Bandgap engineering of halide perovskite nanoribbons for high-performance photodetection

Bandgap engineering of semiconductor nanowires or nanoribbons (NRs) offers a promising material foundation for multifunctional integrated optoelectronic devices and circuits. Among these materials, all-inorganic halide perovskites have emerged as a leading candidate for next-generation photoelectronic applications due to their outstanding optoelectronic properties. In this work, we report the direct synthesis of high-quality bandgap gradient lead halide perovskite (CsPbCl_3−3xBr_3x and CsPbBr_3−3xI_3x (x = 0–1)) NRs using a magnetic-pulling source-moving chemical-vapor-deposition (CVD) method. Microstructural characterizations reveal that these as-grown NRs possess high-quality single crystalline structures with continuously tunable compositions.
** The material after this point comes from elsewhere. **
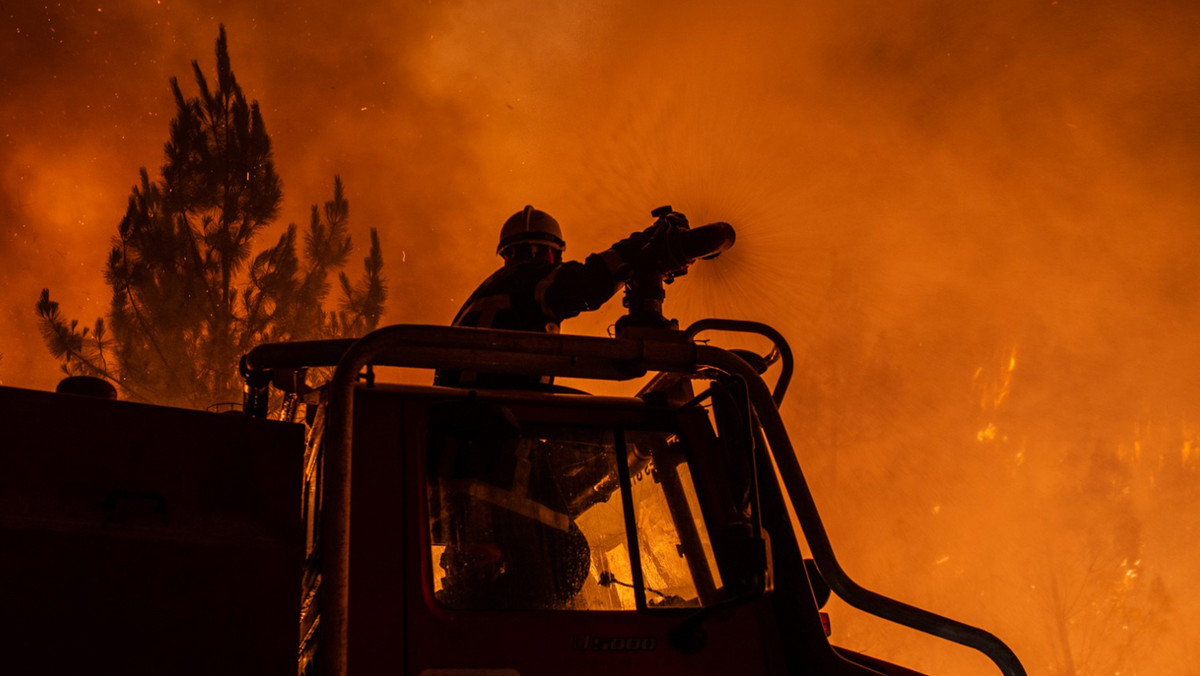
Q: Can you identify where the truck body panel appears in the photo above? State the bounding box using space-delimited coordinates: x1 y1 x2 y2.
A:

The photoluminescence emissions of these perovskite NRs can be finely tuned across the entire visible spectrum (417–702 nm). Furthermore, photodetectors based on these perovskite NRs demonstrate exceptional photoelectric performance, including a high ION/IOFF ratio (104), superior responsivity (37.5 A/W), and remarkable detectivity (2.81 × 10¹³ Jones). A spatially resolved imaging sensor based on these perovskite NRs is also demonstrated, indicating promising applications in photoelectronic imaging circuits. These bandgap-tunable perovskite NRs provide a versatile materials platform for future integrated devices in electronics and optoelectronics.